The Marriage Issue

The Marriage Issue

David Frum may well have it nailed:

The marriage issue, Frum is arguing, needs to be fought at the level of getting people married and getting people to stay married. So should the Christian leadership focus on marriage and love and fidelity?

Washington (CNN) — The Supreme Court will hear arguments this week in two same-sex marriage cases. Whatever the justices do, the outcome seems foreordained. When 80% of Americans under 30 agree about something, that something will happen — it’s only a matter of time.

But while straight young Americans support marriage for gays, increasingly they opt against marriage for themselves. Nearly half of American children, 48%, are now born to unmarried women. Among women without college degrees, and of all races, unwed motherhood has become the norm.

This is the crisis of the American family. Whether same-sex marriage proceeds fast or slow, whether it extends to all 50 states or stops with the current nine plus the District of Columbia, the crisis will be the same….
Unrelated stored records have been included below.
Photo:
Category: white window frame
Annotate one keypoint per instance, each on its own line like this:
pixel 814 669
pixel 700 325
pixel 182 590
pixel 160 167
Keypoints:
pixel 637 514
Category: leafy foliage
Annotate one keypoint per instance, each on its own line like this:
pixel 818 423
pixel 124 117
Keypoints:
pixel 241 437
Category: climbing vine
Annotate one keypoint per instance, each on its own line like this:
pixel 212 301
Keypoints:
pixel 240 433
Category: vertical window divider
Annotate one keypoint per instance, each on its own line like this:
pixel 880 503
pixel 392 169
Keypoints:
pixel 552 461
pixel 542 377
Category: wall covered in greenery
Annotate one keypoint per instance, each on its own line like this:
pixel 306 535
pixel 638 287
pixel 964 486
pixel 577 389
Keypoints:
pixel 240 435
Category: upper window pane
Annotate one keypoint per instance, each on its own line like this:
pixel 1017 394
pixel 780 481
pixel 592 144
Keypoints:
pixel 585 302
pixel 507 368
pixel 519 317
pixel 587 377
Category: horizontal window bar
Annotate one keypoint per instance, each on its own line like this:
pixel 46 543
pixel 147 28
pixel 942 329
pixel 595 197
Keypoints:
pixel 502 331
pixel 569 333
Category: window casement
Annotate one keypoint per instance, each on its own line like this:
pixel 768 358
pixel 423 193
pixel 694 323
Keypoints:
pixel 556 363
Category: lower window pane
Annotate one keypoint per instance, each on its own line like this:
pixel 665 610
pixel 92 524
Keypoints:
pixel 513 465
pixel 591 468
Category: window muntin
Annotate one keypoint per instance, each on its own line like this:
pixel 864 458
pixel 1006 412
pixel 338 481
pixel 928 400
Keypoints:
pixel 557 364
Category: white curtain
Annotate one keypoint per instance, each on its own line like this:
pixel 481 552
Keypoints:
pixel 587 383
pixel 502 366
One reason we’ve given the single-parenthood problem short shrift is that we lack good ideas about how to address it. The core of the problem seems to be the decline of male wages relative to female wages. The New York Times this week quoted an MIT economist, Michael Greenstone:

“I think the greatest, most astonishing fact that I am aware of in social science right now is that women have been able to hear the labor market screaming out ‘You need more education’ and have been able to respond to that, and men have not. And it’s very, very scary for economists because people should be responding to price signals. And men are not. It’s a fact in need of an explanation.”

As men (on average) finish less education, as male wages (on average) decline, men become less attractive as marital partners. As Harvard’s Christopher Jencks — a left-leaning academic, it should be stressed — said in that same New York Times piece: “Single-parent families tend to emerge in places where the men already are a mess.”…

It’s the family life of the bottom two-thirds that is the family policy challenge of the 21st century. The debate over same-sex marriage is yesteryear’s issue. It’s settled, whether the Supreme Court knows it or not. But how to ensure that the next generation of American children enjoys the more equal chance and the wider opportunities from a more universal commitment to marriage — that debate needs to begin.